Non intende invece accontentarsi della fama e dei premi internazionali la professoressa Michal Schwartz, che nel dipartimento di Neurobiologia ha già ottenuto significativi risultati sui topolini con il suo vaccino per stimolare la partecipazione del sistema immunitario al recupero delle lesioni del midollo spinale e contro le malattie neurodegenerative, dall’Alzheimer al Parkinson: «Ho ribaltato il principio della mens sana in corpore sano –semplifica la scienziata-. Noi abbiamo scoperto che il sistema immunitario controlla il cervello e ha un ruolo importante nella cura di malattie ritenute finora irreversibili. Quando ho capito che ero sulla buona strada, mi sono messa personalmente alla ricerca di un’azienda che potesse sviluppare i prodotti derivati dalla nostra ricerca». Ne è nata così una bio-società. Proneuron, che ha cuore (le ricerche della Schwartz), e cervello strategico (il direttore esecutivo, Nir Nimrodi), in Israele. E portafogli nello Stato del Delaware. Non è questa la regola nei rapporti fra ricerca e industria, in Israele. Solo il prestigio e il peso del Weizmann riescono talvolta a correggere il destino di un Paese che ha più idee che risorse per metterle in pratica: «Abbiamo dimostrato che si può prolungare l’efficacia di un farmaco anche di 10 volte riducendone la somministrazione –informa Rubinstein-. Ma non riusciamo a trovare un’azienda in grado di sviluppare l’idea. D’altra parte sono decisioni da centinaia di milioni di dollari». La prudenza imprenditoriale non mina la buona salute della ricerca israeliana, che importa cervelli da tutto il mondo, Italia inclusa. Tra le 2.000 menti che lavorano al Weizmann, 15 dottorandi e ricercatori sono italiani. Elisabetta Boaretto, padovana di Montegrotto, associate staff scientist al dipartimento di Scienze ambientali, è arrivata in Israele dopo la laurea in Fisica nucleare. Ora è responsabile di alcuni programmi di studi per il Centro di scienze archeologiche. «Fare ricerca in Israele –dice- è molto più facile che in Italia, dove se non sei finanziariamente sponsorizzato puoi solo sperare nei concorsi o che non ci sia già qualcun altro destinato al posto cui aspiri. In Italia non c’è più competitività. I finanziamenti a pioggia, qualcosa per tutti, non favoriscono l’avanzamento dei progetti più meritevoli».

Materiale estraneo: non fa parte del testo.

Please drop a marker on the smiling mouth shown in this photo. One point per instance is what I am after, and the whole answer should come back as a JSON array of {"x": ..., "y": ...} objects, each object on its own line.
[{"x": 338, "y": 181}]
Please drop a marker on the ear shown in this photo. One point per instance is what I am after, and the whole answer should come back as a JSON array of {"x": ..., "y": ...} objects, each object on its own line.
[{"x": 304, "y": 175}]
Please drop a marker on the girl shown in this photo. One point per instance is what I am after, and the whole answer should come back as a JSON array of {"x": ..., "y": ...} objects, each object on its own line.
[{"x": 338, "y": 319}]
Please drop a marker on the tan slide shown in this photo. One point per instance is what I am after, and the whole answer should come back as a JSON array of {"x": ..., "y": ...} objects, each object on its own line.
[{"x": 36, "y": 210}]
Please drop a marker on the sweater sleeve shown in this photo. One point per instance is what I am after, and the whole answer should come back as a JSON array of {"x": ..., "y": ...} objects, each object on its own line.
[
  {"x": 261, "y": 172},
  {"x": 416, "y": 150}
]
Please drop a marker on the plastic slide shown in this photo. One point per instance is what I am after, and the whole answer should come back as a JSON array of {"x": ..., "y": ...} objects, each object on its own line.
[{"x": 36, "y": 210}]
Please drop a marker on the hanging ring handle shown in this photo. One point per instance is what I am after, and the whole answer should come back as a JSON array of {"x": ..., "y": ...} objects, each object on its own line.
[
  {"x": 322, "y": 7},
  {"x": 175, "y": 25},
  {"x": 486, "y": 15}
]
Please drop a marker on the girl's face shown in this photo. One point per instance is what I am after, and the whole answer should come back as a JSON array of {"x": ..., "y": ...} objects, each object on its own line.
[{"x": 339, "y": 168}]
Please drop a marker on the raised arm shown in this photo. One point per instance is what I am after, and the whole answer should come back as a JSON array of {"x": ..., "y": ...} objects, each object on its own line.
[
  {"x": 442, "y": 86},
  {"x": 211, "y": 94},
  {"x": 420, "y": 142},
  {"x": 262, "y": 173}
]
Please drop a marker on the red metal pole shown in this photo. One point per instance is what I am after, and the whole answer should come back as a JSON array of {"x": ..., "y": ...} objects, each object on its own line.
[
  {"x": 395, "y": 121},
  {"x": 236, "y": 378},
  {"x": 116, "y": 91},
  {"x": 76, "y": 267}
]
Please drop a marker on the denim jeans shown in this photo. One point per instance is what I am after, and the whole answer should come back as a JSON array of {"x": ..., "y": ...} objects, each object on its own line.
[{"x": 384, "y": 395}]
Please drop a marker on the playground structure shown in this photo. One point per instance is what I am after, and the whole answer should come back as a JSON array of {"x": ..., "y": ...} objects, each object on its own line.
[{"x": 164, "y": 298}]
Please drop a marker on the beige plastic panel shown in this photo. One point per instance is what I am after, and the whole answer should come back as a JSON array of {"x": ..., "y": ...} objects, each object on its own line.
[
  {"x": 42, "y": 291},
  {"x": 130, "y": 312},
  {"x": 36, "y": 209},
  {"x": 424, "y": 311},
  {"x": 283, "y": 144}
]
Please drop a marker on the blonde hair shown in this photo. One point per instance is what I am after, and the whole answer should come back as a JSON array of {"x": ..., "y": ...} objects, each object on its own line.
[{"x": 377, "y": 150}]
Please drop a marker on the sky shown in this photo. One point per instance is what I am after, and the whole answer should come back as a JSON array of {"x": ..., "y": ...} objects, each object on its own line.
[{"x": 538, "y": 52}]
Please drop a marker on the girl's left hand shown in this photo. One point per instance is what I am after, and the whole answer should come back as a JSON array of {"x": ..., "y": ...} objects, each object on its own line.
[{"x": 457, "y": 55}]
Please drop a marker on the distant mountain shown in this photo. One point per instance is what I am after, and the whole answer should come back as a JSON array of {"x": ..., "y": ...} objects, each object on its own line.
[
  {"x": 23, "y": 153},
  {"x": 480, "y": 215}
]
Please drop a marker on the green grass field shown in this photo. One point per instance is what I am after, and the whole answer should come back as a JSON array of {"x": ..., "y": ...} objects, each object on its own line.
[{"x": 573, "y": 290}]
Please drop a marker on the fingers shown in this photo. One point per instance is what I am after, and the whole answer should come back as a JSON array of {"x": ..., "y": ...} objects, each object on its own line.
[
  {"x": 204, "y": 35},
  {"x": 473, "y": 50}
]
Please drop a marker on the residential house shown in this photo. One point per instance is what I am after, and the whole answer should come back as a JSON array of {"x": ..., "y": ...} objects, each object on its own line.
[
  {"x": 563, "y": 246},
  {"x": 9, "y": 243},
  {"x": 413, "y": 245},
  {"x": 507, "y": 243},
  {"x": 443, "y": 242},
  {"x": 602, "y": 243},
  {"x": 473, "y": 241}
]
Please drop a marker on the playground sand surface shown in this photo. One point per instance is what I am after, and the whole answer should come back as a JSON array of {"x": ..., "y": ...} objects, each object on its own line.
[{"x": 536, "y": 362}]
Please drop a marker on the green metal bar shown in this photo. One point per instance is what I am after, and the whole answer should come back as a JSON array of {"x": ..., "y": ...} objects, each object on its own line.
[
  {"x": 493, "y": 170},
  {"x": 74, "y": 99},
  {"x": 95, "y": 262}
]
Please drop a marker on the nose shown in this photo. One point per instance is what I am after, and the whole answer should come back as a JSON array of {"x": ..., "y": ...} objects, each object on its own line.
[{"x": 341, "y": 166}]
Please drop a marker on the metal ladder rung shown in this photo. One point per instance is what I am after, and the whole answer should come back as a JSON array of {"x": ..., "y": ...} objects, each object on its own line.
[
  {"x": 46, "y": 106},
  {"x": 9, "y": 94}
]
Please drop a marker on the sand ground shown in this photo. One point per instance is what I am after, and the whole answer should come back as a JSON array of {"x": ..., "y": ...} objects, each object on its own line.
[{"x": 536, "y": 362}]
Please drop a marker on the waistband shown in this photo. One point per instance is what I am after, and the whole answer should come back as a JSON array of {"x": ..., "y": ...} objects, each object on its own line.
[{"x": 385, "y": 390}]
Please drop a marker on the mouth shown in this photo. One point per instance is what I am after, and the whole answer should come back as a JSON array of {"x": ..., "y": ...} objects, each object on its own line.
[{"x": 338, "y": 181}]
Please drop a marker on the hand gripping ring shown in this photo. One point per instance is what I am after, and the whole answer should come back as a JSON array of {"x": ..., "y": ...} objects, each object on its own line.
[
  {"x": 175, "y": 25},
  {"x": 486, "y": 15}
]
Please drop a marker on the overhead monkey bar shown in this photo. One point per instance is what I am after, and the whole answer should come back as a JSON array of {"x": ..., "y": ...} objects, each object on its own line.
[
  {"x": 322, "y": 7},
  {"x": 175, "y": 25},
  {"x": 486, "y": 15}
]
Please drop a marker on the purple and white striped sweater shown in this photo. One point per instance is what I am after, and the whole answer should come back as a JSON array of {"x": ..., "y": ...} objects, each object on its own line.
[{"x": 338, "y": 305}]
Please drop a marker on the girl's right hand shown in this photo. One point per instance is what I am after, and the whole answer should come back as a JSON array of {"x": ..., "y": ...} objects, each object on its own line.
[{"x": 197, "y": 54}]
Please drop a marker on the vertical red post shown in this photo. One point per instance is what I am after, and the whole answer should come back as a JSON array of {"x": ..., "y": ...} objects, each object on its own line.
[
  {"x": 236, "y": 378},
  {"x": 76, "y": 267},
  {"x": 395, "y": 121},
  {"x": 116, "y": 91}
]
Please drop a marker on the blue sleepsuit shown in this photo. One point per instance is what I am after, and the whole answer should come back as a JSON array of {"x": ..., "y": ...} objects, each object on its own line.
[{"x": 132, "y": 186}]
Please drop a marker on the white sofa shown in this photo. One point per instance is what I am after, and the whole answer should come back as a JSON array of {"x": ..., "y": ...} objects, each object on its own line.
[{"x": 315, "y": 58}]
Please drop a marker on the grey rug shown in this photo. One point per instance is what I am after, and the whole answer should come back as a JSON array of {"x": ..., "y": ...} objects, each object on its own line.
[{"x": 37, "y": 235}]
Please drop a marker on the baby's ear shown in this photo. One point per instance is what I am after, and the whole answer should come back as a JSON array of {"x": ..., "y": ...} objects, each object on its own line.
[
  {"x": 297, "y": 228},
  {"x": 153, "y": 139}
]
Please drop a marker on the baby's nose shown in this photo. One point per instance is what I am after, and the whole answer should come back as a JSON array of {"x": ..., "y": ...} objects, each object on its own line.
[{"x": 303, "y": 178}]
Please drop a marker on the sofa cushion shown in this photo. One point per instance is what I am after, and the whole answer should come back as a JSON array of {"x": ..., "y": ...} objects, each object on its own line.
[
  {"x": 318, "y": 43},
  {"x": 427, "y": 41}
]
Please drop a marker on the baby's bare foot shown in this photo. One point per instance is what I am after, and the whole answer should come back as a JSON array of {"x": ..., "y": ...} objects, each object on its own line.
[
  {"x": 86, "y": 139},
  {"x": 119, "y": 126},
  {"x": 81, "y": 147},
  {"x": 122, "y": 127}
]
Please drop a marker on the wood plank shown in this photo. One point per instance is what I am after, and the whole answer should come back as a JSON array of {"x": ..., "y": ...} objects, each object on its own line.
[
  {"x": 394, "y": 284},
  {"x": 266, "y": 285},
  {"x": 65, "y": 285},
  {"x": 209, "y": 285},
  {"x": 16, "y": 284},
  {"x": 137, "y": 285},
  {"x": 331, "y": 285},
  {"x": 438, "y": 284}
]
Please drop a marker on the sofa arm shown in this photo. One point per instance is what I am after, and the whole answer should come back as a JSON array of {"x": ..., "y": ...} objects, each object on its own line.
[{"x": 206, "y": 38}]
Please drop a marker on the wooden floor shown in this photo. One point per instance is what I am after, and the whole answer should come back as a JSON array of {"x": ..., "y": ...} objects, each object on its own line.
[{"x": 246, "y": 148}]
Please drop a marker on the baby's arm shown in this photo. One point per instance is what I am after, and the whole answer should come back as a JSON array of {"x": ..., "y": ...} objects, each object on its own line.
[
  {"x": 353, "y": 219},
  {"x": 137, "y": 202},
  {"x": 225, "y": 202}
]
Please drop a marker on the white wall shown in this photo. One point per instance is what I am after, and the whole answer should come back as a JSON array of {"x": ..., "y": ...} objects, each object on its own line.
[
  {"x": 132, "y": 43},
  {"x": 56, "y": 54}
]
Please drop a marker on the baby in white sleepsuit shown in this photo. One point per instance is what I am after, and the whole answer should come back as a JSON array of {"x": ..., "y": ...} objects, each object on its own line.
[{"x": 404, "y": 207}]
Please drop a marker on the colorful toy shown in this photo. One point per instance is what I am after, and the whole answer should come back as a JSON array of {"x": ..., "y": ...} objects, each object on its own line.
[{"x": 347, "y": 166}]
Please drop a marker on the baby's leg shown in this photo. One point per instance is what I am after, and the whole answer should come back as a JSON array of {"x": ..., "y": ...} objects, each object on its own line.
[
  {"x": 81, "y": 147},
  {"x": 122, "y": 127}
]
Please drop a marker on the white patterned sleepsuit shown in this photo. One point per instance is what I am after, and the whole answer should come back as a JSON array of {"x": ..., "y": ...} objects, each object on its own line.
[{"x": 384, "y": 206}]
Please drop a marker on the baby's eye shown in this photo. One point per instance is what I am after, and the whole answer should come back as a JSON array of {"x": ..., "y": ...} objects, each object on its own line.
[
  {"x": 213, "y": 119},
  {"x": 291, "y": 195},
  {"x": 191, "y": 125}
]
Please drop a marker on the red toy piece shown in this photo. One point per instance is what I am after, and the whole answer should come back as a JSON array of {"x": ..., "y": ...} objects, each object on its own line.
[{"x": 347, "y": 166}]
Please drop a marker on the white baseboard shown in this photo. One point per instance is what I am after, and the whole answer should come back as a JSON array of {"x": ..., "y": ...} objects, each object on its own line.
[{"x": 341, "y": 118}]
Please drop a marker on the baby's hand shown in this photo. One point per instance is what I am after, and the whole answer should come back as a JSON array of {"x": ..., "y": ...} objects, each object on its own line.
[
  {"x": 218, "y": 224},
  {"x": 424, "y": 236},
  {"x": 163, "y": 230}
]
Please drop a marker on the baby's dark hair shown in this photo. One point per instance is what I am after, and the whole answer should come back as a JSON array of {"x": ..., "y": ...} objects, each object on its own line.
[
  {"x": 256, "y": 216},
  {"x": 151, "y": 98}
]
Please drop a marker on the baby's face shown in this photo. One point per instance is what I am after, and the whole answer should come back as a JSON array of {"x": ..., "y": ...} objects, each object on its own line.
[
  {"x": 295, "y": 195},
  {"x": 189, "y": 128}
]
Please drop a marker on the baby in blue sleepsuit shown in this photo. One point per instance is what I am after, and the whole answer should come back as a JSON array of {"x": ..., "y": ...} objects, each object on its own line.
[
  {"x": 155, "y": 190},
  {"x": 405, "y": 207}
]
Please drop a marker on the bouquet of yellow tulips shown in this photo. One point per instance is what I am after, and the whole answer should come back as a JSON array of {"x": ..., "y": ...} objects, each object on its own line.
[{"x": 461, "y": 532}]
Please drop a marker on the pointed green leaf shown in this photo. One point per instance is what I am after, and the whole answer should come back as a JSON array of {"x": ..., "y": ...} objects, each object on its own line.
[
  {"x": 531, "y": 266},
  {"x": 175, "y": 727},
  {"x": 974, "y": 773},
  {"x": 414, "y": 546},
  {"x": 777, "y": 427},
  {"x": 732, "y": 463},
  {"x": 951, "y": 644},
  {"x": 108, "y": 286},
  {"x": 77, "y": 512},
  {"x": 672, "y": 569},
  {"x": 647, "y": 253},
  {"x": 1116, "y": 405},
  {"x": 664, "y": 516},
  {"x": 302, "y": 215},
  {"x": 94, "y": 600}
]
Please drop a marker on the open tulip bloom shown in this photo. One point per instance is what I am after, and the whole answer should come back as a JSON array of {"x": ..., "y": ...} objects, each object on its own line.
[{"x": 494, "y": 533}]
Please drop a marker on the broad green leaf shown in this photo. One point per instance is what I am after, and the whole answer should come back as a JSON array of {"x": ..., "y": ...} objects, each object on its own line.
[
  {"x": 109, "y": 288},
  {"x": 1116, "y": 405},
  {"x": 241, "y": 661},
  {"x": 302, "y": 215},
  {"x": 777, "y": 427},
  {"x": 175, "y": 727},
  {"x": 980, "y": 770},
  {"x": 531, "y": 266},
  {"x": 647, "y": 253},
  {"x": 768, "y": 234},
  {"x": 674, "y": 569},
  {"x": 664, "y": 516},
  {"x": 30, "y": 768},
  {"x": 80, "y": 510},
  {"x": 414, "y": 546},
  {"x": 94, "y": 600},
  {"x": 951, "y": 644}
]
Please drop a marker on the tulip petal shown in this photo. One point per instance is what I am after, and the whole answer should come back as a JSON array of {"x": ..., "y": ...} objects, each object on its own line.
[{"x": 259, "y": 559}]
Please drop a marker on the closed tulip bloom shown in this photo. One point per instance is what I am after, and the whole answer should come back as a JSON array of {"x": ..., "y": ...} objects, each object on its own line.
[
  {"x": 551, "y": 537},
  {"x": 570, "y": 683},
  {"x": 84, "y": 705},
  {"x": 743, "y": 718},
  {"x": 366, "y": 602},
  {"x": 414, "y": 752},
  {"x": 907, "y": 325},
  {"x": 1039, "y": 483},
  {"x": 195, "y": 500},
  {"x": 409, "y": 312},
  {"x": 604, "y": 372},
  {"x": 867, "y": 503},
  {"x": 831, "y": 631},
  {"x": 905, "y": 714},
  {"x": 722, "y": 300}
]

Israele ha individuato da poco i suoi filoni di eccellenza nell’elettronica e nell’informazione: telecomunicazioni, software, sistemi di difesa. «L’hi-tech rappresenta il 57% della produzione industriale e oltre il 50% dell’export industriale –illustra Yair Amitay, direttore del Centro per la Ricerca e Sviluppo dell’industria israeliana, che cura programmi a sostegno do progetti tecnologici presentati dalle imprese-. Israele ha il più alto indice mondiale di laureati e di forza lavoro scientifici: 140 per diecimila». Ma il punto critico resta sempre il passaggio dall’innovazione alla produzione commerciale, che rende Israele dipendente da patti di collaborazione con Paesi europei, Usa ed Estremo Oriente. I fondi pubblici coprono fino al 23% della spesa israeliana in ricerca. Per il resto bisogna fare affidamento sull’industria privata e sui governi stranieri.
«La nostra forza è il capitale umano –reputa l’economista Manuel Trajtenberg, una delle massime autorità in maniera-. Abbiamo ottimi scienziati, tecnici e ingegneri, molti preparati alla scuola dell’intelligence militare. Siamo in grado di trasferire la tecnologia più sofisticata della difesa a usi civili e medici, come le pillole che fotografano l’intestino, derivate dall’ingegneria missilistica. Ma non riusciamo a trattenere i guadagni della ricerca biotecnologia in Israele, e questo è un problema ancora senza risposta. Ma anche un vantaggio, nell’era della globalizazione: un’economia aperta. Un modo per non isolarci».